Type 2 Diabetes Is a Heterogeneous but Heritable Syndrome

Type 2 diabetes (T2D) is characterized by impaired glucose metabolism arising from defects in insulin resistance and secretion [1]. In clinical practice, T2D is diagnosed by elevated blood glucose levels most commonly assessed via point measurements in the fasting state or averaged over months via glycated hemoglobin (HbA1c) tests. Clinical presentation and disease progression may vary considerably among individuals, and the prevalence of T2D varies between different ethnic groups; for example, Hispanic and Black populations have higher age-adjusted T2D prevalence compared to White and Asian groups [2, 3]. Clinical complications of T2D include microvascular complications such as retinopathy, neuropathy, and nephropathy as well as macrovascular complications such as myocardial infarction and stroke [4]. Cardiovascular disease (CVD) is the leading cause of death in people with T2D who have up to a threefold increase in CVD risk as compared to people without T2D [5].
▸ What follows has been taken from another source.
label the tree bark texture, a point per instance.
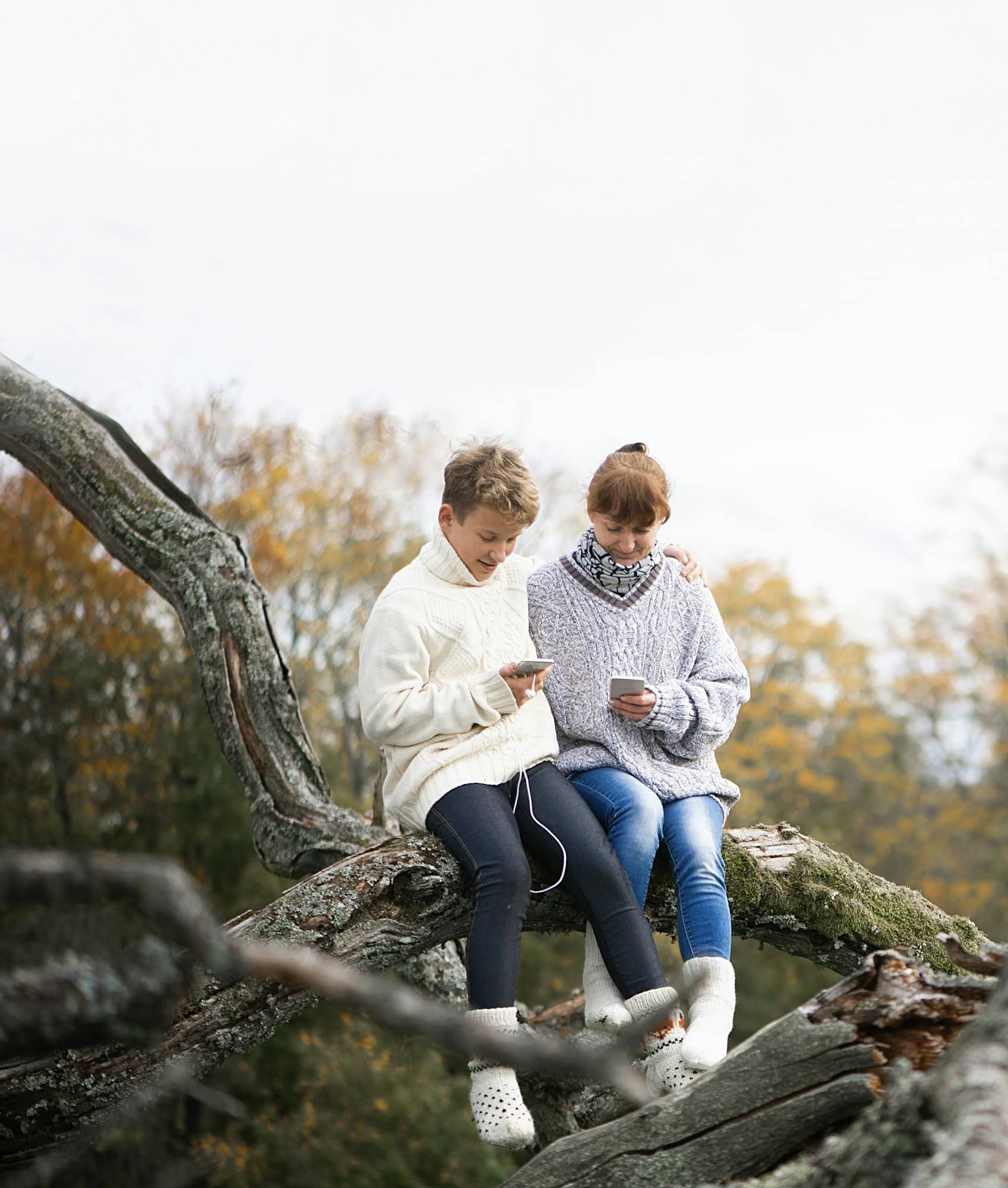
(390, 903)
(99, 473)
(794, 1079)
The pathogenesis of T2D involves both environmental and genetic causes. Environmental factors including obesity, stress, and lifestyle choices such as an unhealthy, energy-dense diet, and a sedentary lifestyle have been closely associated with the development of T2D [6]. The heritability of T2D ranges from 30 to 70% [7] and family history of T2D is a significant risk factor, with an approximate two-fold relative risk for siblings [8] and a three-fold increased risk for first-degree relatives of a T2D individual [9]. A handful of robust disease genes were identified by early small-scale genetic association studies for T2D [10, 11] and related Mendelian diabetes syndromes [12]. With the advent of genotyping arrays and the systematic cataloging of common genetic variation by the International HapMap project, population-scale genome-wide association studies (GWAS) became feasible, leading to the identification of hundreds of T2D associated loci [13]. This review focuses on the T2D genetic association studies conducted over the past 3 years.
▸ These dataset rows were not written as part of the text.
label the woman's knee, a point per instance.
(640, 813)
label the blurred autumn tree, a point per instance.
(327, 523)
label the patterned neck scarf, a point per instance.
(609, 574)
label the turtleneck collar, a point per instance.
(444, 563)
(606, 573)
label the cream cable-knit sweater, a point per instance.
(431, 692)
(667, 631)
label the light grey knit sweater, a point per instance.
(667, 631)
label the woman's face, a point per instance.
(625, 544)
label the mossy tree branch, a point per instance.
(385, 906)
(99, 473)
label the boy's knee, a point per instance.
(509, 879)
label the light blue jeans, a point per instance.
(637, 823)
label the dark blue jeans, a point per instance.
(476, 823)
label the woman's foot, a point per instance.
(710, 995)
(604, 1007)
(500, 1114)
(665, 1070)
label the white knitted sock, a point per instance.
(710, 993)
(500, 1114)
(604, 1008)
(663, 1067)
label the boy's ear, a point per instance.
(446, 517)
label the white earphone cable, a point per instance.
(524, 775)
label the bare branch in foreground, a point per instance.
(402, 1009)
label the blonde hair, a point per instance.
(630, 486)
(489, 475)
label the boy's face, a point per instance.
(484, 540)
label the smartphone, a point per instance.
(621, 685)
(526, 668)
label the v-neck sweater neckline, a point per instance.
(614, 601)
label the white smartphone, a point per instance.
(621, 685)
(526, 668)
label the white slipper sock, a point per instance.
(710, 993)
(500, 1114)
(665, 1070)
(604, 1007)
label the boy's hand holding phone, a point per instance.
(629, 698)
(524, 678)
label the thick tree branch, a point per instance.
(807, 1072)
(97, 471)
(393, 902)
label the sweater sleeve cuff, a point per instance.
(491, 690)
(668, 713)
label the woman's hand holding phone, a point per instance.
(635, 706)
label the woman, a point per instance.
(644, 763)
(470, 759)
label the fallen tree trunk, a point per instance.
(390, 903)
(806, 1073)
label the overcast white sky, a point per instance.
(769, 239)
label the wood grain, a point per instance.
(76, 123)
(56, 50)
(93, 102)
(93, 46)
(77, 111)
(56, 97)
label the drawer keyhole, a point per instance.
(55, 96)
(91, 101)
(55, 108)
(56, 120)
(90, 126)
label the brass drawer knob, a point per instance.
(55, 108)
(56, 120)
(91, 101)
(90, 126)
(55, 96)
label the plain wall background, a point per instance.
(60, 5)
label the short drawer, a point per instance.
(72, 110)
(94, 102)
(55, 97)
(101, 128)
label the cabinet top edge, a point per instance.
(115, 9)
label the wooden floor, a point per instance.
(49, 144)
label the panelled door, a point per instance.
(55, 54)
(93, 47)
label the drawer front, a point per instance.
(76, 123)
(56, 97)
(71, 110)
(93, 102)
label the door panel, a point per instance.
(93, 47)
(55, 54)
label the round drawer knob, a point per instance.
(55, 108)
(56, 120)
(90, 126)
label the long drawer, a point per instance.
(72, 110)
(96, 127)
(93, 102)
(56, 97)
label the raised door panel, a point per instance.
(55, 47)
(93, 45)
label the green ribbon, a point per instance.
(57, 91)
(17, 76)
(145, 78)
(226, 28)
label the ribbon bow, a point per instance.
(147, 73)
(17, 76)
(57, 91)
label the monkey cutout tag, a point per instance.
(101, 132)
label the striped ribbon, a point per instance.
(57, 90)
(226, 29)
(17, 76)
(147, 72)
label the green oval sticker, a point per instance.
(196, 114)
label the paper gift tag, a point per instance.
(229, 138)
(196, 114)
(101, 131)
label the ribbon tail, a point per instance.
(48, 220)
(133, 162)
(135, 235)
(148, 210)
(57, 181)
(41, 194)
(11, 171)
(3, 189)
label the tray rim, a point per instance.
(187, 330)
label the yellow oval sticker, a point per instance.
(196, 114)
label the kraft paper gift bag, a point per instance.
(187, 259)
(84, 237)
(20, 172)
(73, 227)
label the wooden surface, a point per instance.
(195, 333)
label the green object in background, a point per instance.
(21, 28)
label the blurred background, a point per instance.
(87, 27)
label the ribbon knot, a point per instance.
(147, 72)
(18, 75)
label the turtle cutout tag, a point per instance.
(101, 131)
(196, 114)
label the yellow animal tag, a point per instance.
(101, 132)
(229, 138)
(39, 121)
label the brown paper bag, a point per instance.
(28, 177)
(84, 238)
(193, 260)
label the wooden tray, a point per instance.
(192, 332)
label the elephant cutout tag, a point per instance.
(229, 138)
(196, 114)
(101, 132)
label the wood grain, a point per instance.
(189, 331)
T2D Risk Loci Marked by Common Genetic Variants Are Mostly Shared Across Ancestries

In the early 2000s, collaborative efforts spanning multiple institutions across the globe coalesced into several international consortia focused on genetic mapping of T2D along with its related traits and even complications (summarized in Table 1). Initially, consortia such as DIAGRAM [14] and MAGIC [15] aggregated participants of a single ancestry (mostly northern European), but more recently, they have included participants across a variety of ancestries [16, 17•]. As of 2018, the list of T2D associations included over 200 independent loci [18] (Table 2). Subsequent studies over the past 3 years have built upon earlier work by meta-analyzing previously collected samples with samples obtained across multiple ancestries to identify an additional 500 T2D risk loci, defined as those > 500 kb and linkage disequilibrium (LD) r2 < 0.05 from previously reported loci (Table 2).

Table 1 Overview of T2D-specific and disease agnostic large-scale consortia
Table 2 Summary of recent large-scale T2D genetic association studies

The largest T2D genetic association study to date meta-analyzed GWAS from eight cohorts including population-based biobanks such as the Million Veteran Program (MVP) and Biobank Japan as well as dedicated T2D case–control cohorts such as DIAMANTE [19•]. These cohorts contained individuals from five different ancestral groups (European, African American, Hispanic, South Asian, and East Asian) for a total of 228,499 T2D cases and 1,178,783 controls. A total of 568 T2D risk loci were identified at genome-wide significance, 293 of which were novel in this study [19•]. These newly identified loci had smaller effect sizes (average beta regression coefficient of 0.032 ± 0.012 per allele) than previously discovered T2D risk loci (average beta of 0.054 ± 0.045 per allele), demonstrating that increased sample size enhanced statistical power to detect association signals with smaller biological effects. Additionally, within the MVP cohort, Vujkovic et al. performed ancestry-specific GWAS which identified an additional 21 loci in Europeans and 4 loci in African Americans not initially identified in the original meta-analysis. A few loci demonstrated higher effect sizes for T2D in African Americans compared with Europeans, but the majority of loci (92.1%) showed no significant heterogeneity in effect estimates between Europeans and African Americans.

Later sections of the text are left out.